Je voulais que la lumière vienne des vidéos et se projette sur l’architecture de l’Atelier Brancusi, et qu’ainsi elle le révèle. L’espace d’exposition devient alors comme une chambre noire où le vi:siteur pourrait développer des images, mais intérieurement. Si j’espère quelque chose, c’est que les spectateurs n’aient aucune attente. Les arts visuels, je les aime quand ils ne sont pas cadrés, quand on y va sans savoir ce qui nous attend. Ce qui est valable pour l’art l’est aussi pour la vie.
Cet objectif n’est pas simple à atteindre…
J’essaie d’y parvenir en proposant des œuvres sans histoires et sans but, documentant les personnes et les êtres vivants que je regarde. Tout est ouvert. Face à cela, les gens sont soit très frustrés, soit très libérés. [Rires.]
Vos films se rapprochent déjà de certaines expériences de réalité virtuelle : ils sont très immersifs. En quoi consistera la performance en VR que vous comptez présenter ?
Cette expérience de VR s’avère un peu spéciale car elle se mêle à une expérience de cinéma. Avant de mettre le casque, on voit dans la pièce des écrans qui diffusent des images. La VR vient ensuite. Le même son est là. mais les images sont différentes, nouvelles.
On ne voit jamais tout à la fois, on ne vit pas l’expérience de façon globale. C’est une façon de montrer que la subjectivité est importante quand on entre dans un univers d’images et de son. C’est une expérience proche de celle de mes films. Le plus intéressant a été de me placer en contradiction avec ce que beaucoup considèrent comme l’essence de la réalité virtuelle : la logique du jeu. Aller quelque part, effectuer une mission, fabriquer une histoire…
Ce que je propose est comme un petit théâtre, une narration réduite à des signes et à des moments. On devient une partie d’un décor de théâtre, avec quatorze autres personnes. Ce n’est qu’à la fin qu’on comprend ce qui se passe vraiment.
“Le plus intéressant a été de me placer en contradiction avec ce que beaucoup considèrent comme l’essence de la réalité virtuelle : la logique du jeu.” Apichatpong Weerasethakul
Avez-vous l’habitude de prendre des notes sur vos rêves ?
J’ai commencé il y a une quinzaine d’années. Je ne voulais plus rater cette partie si importante de nos vies que nous négligeons parfois. La logique des rêves est fascinante et je sais qu’elle influence mon travail. La dernière partie d’Oncle Boonmee (celui qui se souvient de ses vies antérieures) était tirée d’un rêve. Il y a des images, des enchaînements dans mon travail qui n’existent que parce que je rêve. Un rêve, c’est comme un film, mais il est personnel et n’arrive qu’une seule fois. Il ne faut pas le rater !
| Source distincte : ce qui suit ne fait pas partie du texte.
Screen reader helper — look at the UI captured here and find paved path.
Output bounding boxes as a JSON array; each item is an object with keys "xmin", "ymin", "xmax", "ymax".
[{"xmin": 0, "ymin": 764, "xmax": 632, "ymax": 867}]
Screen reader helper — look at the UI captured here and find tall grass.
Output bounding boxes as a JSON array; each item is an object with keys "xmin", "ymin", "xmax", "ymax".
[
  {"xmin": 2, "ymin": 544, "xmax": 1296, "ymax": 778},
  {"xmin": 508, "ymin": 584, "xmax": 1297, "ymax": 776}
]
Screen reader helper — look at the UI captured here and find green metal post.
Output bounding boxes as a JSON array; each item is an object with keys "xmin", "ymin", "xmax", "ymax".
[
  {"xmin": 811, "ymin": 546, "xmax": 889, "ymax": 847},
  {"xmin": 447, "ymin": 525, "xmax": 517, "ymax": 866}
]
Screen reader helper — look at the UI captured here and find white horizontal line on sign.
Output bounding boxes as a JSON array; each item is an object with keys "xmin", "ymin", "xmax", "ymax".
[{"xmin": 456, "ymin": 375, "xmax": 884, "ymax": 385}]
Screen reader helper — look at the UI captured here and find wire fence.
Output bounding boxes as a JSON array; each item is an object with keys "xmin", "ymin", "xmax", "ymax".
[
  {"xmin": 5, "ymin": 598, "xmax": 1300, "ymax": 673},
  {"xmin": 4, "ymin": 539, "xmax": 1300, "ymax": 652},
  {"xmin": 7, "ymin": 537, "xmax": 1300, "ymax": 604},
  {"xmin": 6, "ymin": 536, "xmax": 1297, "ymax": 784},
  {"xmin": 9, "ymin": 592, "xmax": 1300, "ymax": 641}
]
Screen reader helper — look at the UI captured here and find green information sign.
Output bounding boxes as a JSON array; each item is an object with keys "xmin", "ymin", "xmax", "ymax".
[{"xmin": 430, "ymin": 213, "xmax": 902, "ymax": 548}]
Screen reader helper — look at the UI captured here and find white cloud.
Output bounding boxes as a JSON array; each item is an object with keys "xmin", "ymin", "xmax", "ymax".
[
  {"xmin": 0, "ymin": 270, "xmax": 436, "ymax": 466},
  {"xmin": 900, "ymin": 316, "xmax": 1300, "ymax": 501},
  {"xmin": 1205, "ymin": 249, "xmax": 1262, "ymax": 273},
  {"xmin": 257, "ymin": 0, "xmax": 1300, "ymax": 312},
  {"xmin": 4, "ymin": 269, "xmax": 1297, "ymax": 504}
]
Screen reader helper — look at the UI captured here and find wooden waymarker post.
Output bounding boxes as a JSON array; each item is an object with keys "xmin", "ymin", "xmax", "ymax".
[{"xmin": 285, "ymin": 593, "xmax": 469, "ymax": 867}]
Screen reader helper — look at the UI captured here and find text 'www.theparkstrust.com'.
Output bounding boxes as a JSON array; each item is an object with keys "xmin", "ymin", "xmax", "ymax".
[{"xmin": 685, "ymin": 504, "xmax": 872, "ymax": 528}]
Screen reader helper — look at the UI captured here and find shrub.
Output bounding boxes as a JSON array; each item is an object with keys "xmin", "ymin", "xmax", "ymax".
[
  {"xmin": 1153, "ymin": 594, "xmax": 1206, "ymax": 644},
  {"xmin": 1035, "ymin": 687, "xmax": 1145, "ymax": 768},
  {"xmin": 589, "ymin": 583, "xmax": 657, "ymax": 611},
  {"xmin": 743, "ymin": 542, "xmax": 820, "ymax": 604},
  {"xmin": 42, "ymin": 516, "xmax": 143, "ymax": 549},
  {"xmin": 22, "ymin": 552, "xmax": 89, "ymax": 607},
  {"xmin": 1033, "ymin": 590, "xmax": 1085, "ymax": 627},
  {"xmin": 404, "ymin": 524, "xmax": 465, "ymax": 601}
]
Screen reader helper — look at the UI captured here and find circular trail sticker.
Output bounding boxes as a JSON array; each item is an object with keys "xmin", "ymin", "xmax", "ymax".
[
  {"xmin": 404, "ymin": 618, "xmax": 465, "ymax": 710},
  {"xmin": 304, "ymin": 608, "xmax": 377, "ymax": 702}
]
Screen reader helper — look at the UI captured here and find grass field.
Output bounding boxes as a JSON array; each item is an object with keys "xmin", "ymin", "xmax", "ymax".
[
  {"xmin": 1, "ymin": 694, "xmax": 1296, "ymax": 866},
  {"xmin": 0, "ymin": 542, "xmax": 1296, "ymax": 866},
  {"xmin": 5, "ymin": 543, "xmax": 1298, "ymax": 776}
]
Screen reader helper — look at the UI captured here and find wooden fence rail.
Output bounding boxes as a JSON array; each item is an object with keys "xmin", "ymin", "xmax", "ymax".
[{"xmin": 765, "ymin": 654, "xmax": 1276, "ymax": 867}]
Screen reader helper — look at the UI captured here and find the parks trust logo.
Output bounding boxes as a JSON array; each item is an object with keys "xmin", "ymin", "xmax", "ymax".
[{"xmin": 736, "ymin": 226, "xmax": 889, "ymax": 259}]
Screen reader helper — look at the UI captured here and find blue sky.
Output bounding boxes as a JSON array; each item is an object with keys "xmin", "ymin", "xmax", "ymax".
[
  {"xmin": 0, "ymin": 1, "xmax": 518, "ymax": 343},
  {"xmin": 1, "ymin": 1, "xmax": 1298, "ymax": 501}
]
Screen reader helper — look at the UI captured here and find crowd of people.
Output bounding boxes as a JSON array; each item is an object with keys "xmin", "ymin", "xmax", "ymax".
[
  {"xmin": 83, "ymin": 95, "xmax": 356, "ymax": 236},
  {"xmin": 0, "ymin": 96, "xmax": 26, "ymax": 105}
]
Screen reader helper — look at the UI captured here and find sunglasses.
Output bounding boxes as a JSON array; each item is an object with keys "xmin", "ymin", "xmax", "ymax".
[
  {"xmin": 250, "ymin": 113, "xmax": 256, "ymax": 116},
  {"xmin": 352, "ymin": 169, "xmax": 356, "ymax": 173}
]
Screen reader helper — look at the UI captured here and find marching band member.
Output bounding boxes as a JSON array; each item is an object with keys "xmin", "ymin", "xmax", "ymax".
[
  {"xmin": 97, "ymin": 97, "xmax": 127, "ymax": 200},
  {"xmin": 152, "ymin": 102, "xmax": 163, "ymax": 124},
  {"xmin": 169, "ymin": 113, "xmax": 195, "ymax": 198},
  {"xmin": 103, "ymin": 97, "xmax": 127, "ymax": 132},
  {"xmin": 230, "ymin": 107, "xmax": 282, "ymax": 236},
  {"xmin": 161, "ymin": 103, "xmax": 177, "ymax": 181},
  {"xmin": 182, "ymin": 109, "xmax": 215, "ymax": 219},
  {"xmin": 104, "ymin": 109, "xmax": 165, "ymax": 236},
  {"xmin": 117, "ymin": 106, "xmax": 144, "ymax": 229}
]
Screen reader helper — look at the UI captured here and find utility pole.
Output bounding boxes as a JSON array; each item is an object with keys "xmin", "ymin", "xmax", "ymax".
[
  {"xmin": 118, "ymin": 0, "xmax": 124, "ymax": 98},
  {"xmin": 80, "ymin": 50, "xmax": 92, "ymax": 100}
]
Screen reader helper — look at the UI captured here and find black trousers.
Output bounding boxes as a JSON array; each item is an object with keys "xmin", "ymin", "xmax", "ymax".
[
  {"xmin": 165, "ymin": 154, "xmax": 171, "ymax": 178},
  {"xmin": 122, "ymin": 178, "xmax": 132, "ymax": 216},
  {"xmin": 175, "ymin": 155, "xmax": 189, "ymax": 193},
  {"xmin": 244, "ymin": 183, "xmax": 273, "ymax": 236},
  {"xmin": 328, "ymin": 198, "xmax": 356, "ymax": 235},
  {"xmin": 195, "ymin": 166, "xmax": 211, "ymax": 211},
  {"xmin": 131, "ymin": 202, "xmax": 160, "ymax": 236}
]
À quoi ressemblera votre prochain long-métrage ?
J’ai un projet au Sri Lanka. Je tournerai peut-être d’ici à la fin de l’année 2025. [Selon certaines sources, Tilda Swinton devrait en faire partie et a déjà participé à des prises de vues.] En réalité, le film a déjà commencé, car j’effectue des recherches, je prends du plaisir en visitant le Sri Lanka et je n’ai pas envie que cela s’arrête. Je vais spécifiquement à un endroit nommé Sigiriya où trône une montagne-rocher. Je la gravis sans cesse, je rencontre de nouvelles personnes à chaque fois. Le film est presque une excuse pour aller là-bas. [Rires.] Je ne veux pas raconter une histoire, je veux juste arpenter ce lieu, le regarder. La forme authentique du film viendra d’elle-même, comme cela avait été le cas en Colombie avec mon long-métrage précédent, Memoria. Si le film n’existe jamais, cela m’ira aussi très bien.
Apichatpong Weerasethakul au Festival d’automne. Rétrospective cinéma du 2 octobre au 9 novembre, exposition ‘Particules de nuit’ du 2 octobre au 31 décembre, performance VR ‘A Conversation with the Sun’, du 5 au 14 octobre, au Centre Pompidou, Paris IV°.